It is a bit tricky to benchmark WebSocket libraries, since you're going to be limited by the speed of the slower end (i.e. benchmarking a server requires an even faster client and vice-versa). The uWebSockets library for C/C++ comes with a benchmarking tool called load_test
that should be fast enough not to bottleneck all currently known WebSocket library implementations and has been used for these benchmarks.
I run these benchmarks irregularly on my main system (CPU: AMD Ryzen 9 7950X
, RAM: 32GB
). The kernel version last used is:
$ uname -a
Linux ceres 6.7.0-0.rc3.20231129gt18d46e76.329.vanilla.fc39.x86_64 #1 SMP PREEMPT_DYNAMIC Wed Nov 29 06:20:06 UTC 2023 x86_64 GNU/Linux
and the benchmarks are run in a podman container based on Alpine Linux Edge.

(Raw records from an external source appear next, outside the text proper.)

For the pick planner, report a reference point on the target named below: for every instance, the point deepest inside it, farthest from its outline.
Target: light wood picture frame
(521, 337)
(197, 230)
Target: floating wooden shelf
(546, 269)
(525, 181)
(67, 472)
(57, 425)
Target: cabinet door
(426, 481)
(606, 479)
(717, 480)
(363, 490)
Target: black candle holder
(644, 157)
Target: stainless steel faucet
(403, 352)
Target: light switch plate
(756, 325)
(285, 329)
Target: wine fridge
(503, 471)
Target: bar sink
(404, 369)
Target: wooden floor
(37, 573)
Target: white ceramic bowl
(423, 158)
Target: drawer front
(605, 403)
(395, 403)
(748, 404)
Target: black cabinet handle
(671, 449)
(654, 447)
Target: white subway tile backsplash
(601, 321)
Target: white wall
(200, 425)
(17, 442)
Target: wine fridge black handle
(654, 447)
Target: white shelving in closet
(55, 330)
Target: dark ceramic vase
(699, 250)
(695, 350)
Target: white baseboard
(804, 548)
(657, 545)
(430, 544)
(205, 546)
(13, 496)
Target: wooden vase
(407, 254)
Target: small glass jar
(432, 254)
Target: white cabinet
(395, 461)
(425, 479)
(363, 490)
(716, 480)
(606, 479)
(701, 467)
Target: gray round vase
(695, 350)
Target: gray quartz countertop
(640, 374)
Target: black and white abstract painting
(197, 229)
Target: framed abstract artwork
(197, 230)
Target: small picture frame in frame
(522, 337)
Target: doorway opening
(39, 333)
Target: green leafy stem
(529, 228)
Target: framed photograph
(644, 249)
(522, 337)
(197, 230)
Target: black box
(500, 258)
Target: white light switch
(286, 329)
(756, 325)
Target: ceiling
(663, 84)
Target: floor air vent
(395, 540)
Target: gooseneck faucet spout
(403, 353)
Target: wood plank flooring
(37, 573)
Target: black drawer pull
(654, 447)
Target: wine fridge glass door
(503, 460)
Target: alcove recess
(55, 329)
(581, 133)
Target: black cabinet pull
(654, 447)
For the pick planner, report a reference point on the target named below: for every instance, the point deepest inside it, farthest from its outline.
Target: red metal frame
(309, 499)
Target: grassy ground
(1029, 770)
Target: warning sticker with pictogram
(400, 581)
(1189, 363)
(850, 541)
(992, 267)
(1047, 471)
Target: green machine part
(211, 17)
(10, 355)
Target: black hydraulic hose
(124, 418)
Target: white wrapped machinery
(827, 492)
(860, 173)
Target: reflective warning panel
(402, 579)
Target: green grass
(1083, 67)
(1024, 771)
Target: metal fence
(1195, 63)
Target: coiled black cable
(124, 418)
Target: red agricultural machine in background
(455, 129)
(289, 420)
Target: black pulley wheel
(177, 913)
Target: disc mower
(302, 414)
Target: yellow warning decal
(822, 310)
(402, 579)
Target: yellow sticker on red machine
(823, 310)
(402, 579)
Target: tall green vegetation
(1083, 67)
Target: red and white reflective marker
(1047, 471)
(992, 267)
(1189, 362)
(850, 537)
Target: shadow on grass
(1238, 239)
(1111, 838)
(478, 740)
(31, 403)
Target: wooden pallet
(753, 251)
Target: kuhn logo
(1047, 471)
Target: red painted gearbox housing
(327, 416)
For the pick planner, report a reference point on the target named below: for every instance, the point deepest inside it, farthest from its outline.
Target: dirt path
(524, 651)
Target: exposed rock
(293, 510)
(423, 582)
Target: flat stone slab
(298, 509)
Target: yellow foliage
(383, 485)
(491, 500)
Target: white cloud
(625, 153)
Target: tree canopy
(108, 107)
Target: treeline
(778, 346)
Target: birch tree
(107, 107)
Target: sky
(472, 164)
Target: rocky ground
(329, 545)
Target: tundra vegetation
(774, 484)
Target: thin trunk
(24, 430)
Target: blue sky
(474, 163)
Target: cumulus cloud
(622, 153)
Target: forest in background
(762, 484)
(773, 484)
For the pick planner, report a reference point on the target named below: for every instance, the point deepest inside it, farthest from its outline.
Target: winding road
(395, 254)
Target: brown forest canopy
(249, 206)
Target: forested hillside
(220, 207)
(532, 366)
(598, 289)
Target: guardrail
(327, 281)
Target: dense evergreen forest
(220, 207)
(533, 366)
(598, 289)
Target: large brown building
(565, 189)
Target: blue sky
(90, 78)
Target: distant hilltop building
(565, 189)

We're comparing some popular Rust WebSocket libraries to tokio-websockets and uWebSockets as a reference. All of the implementations are asynchronous. For benchmarking we use a simple plaintext echo server.
In order to bottleneck faster, we're also using a single-threaded runtime.
The following libraries are compared (in alphabetical order):
- fastwebsockets (unsound and not thread-safe, non-strict spec compliance)
- rust-websocket (uses EOL tokio 0.1, non-strict spec compliance)
- tokio-tungstenite (non-strict spec compliance)
- tokio-websockets (strict spec compliance)
- uWebSockets (non-strict spec compliance)
The benchmarking script was taken from fastwebsockets and modified.